Why spend all that money on a real vacation when you can just fake a trip to an iconic destination? That's the service offered by Fake a Vacation, a Nebraska company that offers to superimpose you in a photo from a popular vacation spot, such as Las Vegas or the Grand Canyon, for posting on your social media pages. According to United Press International, they'll even offer you some fun facts about the place you choose to help you make your trip stories more legit. Packages start at $19.99; no word on what it costs to get your dignity back.
You Know You've Thought of It
United Press International reported on April 25 that the Arizona Department of Public Safety arrested yet another driver using a dummy in the passenger seat to cruise in the HOV lane along State Route 202. "Don't let this be you," the department's Twitter feed warned. The mannequin in this case was dressed as a woman.
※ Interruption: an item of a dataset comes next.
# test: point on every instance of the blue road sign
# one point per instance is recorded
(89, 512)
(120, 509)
Idahoans embraced the Big Idaho Potato, a 28-foot-long steel-and-plaster potato constructed in 2012 to mark the Idaho Potato Commission's 75th anniversary. It's been traveling the country ever since, promoting Idaho's biggest crop, and the plan was for it to be retired this year, when Big Idaho Potato 2.0 arrives. But Kristie Wolfe had a better idea. The tiny house builder has converted the sculpture into a single-room hotel (aptly called the Big Idaho Potato Hotel), reported USA Today. It features a queen bed, two chairs and a bathroom with a whirlpool and skylight for stargazing; Wolfe lists it on Airbnb for $200 per night. "It's a way of inviting people to experience Idaho in a unique way," remarked Frank Muir, CEO of the Idaho Potato Commission.
The High Price of Vanity
A "vampire facial" is a procedure during which blood is drawn with a needle and then "spun" to separate the plasma, which is then injected into the face. For customers of a spa in Albuquerque, N.M., though, the most lasting effects might come after a blood test. The state's Department of Health is urging customers of VIP Spa, which closed in September 2018, to undergo HIV testing after two people were infected following treatment there. Dr. Dean Bair of the Bair Medical Spa said people should always make sure they're going to a licensed facility for such procedures. "This is just the worst example of what can go wrong," he told KOAT. The spa closed after inspectors found the spa's practices could potentially spread bloodborne infections, including hepatitis B and C as well as HIV.
An unnamed Ogden, Utah, woman who accused her boyfriend of cheating added emphasis to the charge in a most unusual manner on April 27, according to a Salt Lake County Jail report. The 23-year-old was with her boyfriend in the parking lot of a strip mall in Sandy when she "took her clothing off as she accused the boyfriend of cheating. ... The incident took place in a busy public area with constant vehicle and pedestrian traffic." KSL Channel 5 reported the woman told police she stripped because "her boyfriend doesn't want her anymore." She was arrested for disorderly conduct and lewdness involving a child.
A 33-year-old man from Pittsburgh, Pa., was arraigned April 29 on two counts of abuse of a corpse and one count of criminal mischief after he flushed his grandparents' ashes down the toilet. The Tribune-Review reported that Thomas Porter Wells was living at his mother's house when she became fed up with his drinking and marijuana use and asked him to leave last September. Denise Porter told police she learned from a relative in February that Wells had disposed of her parents' remains, which had been stored in a box as part of a memorial in her bedroom, before leaving. Wells denied flushing the ashes, but he later texted his mother that he would flush her remains, too, after she died.